Slash Command System Prompts as a Personal AI Interface

The Insight

A well-designed system prompt is not just a set of behavioral instructions — it can include a personal shorthand vocabulary that turns a general-purpose AI into a responsive, task-aware assistant tuned to your specific workflow. By embedding named slash commands directly into the system prompt, you create a persistent interface layer that collapses multi-step instructions into single tokens.

Lou shared his full production system prompt in the September 18 session chat. It combined a behavioral brief with a complete command library, effectively giving Claude a menu of pre-defined operations the user could invoke by name.

The Framework

Part 1 — Behavioral Brief: Sets the working relationship: conversational but rigorous, concise unless asked for detail, willing to challenge as well as affirm, oriented toward real outcomes.

“Speak to me in a conversational, thoughtful tone — like a smart, capable, persistent assistant who won’t stop until we’ve cracked the problem. Be concise but thorough: I value clarity and insight over verbosity… I like support and challenge: affirm what’s working in my thinking, and pressure-test it with alternatives or blind spots I may not see.”

Part 2 — Slash Command Library:

CommandFunction
/frame [topic]Structure or reframe a complex issue
/gutcheck [decision/options]Reflect choices to guide intuitive clarity
/challenge [idea]Surface blind spots and test assumptions
/simplify [concept]Make complex ideas clear and teachable
/outline [topic]Create a curiosity-driven, hook-rich outline
/punchup [text]Enhance engagement, voice, and flow
/optimize [goal] [draft]Refine content for a specific outcome
/aha [topic]Surface a novel or insight-triggering angle
/tonecheck [text]Calibrate for voice and tone
/hookify [intro]Add curiosity or narrative pull
/compare A vs BCrisp pros/cons contrast
/scan [draft]Diagnose strengths, gaps, and improvements

Why It Works

The model doesn’t actually need special command parsing — slash commands work because they are distinctive tokens that the system prompt has pre-loaded with meaning.
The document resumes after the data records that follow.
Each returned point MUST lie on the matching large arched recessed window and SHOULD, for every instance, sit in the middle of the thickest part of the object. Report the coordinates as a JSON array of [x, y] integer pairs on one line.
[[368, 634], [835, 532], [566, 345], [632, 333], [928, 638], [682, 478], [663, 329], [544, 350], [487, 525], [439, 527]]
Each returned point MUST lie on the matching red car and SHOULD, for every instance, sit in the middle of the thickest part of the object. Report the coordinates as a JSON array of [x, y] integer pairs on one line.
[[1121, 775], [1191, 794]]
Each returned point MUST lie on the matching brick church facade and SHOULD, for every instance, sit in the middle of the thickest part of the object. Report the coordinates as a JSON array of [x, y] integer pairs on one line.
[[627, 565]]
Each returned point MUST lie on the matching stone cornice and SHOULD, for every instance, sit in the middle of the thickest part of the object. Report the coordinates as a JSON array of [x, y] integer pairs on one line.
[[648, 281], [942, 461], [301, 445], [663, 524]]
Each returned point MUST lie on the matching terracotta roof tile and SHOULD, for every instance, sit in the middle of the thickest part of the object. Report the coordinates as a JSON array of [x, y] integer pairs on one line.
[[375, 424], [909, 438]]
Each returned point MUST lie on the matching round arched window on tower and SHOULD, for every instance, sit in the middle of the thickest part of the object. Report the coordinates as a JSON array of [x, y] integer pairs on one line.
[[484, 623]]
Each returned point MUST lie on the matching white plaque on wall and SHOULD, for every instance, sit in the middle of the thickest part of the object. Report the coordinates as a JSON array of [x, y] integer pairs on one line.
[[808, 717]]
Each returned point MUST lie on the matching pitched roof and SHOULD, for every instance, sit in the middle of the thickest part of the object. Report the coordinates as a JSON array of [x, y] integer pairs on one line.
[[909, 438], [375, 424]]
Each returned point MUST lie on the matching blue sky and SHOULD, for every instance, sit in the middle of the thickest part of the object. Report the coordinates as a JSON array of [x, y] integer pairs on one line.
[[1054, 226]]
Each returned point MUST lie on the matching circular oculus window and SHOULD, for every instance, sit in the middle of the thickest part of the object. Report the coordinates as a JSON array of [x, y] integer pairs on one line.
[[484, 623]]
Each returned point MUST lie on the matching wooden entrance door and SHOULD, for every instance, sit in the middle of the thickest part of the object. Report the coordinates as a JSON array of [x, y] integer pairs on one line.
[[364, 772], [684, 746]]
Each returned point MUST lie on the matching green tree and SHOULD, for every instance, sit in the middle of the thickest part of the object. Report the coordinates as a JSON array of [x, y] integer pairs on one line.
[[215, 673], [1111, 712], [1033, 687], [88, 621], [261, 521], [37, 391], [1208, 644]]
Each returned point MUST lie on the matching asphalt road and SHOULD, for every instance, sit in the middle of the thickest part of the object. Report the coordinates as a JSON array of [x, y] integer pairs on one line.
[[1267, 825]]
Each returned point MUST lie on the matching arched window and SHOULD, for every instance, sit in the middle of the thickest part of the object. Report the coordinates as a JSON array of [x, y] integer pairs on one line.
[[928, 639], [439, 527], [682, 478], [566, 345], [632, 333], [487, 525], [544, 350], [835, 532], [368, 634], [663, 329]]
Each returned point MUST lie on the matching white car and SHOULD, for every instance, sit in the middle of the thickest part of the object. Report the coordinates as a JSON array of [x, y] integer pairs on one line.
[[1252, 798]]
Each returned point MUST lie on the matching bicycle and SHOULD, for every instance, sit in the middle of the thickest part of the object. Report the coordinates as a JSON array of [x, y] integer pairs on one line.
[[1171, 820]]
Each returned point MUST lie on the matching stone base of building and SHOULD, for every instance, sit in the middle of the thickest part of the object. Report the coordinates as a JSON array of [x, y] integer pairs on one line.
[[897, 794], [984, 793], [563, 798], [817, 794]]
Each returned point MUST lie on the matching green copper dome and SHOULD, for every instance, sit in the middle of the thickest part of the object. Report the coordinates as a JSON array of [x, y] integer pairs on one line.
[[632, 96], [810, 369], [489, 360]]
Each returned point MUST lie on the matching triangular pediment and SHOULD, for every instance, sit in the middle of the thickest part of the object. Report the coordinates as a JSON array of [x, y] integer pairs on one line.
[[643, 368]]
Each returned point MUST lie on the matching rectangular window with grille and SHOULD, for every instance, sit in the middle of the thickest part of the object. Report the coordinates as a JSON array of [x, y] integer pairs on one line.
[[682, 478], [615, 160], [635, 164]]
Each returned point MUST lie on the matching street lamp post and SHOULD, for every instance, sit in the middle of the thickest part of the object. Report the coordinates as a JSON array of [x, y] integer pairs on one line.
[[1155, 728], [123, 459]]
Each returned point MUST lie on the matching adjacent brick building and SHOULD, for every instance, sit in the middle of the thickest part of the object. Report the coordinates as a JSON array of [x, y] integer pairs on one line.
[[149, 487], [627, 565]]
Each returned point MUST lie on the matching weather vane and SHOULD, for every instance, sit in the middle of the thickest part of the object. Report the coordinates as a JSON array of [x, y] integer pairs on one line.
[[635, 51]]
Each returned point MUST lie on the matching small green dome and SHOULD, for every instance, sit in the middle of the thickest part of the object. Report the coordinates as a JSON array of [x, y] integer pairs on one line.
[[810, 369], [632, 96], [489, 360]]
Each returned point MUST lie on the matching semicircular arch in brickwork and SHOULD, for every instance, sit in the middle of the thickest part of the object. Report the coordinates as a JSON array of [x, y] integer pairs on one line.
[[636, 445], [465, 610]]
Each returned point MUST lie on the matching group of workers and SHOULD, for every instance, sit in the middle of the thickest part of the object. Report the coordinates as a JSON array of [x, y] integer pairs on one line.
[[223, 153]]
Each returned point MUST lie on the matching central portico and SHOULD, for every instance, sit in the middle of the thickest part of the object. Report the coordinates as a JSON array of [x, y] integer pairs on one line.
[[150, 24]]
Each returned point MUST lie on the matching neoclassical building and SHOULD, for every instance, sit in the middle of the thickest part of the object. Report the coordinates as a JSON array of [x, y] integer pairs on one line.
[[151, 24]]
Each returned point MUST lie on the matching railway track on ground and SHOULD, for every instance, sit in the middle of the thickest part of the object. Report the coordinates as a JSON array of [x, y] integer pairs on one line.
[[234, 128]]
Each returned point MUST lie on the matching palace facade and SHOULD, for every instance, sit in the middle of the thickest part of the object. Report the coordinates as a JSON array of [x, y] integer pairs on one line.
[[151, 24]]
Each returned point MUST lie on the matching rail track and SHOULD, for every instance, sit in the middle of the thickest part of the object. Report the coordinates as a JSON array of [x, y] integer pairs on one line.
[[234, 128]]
When the user types /challenge [idea], the model retrieves the definition from its active context and executes accordingly. This is pure context engineering: you are giving the model a lookup table it carries into every conversation.

The behavioral brief and command library serve different functions:

  • The brief shapes how the model engages
  • The commands shape what it does on demand

Together they create a repeatable, personalizable interface that reduces the cognitive load of prompting.

For Coaches and Knowledge Entrepreneurs

This pattern is directly applicable to any professional who has recurring task types:

  • /brief [client name] — synthesize intake materials into a coaching brief
  • /reframe [client block] — offer three alternative framings of a stated problem
  • /assets [topic] — identify five content angles from a theme

The commands you define should map to the actual decisions and tasks you repeat most often. Once built, this becomes personal intellectual infrastructure — a set of cognitive shortcuts that compound over time.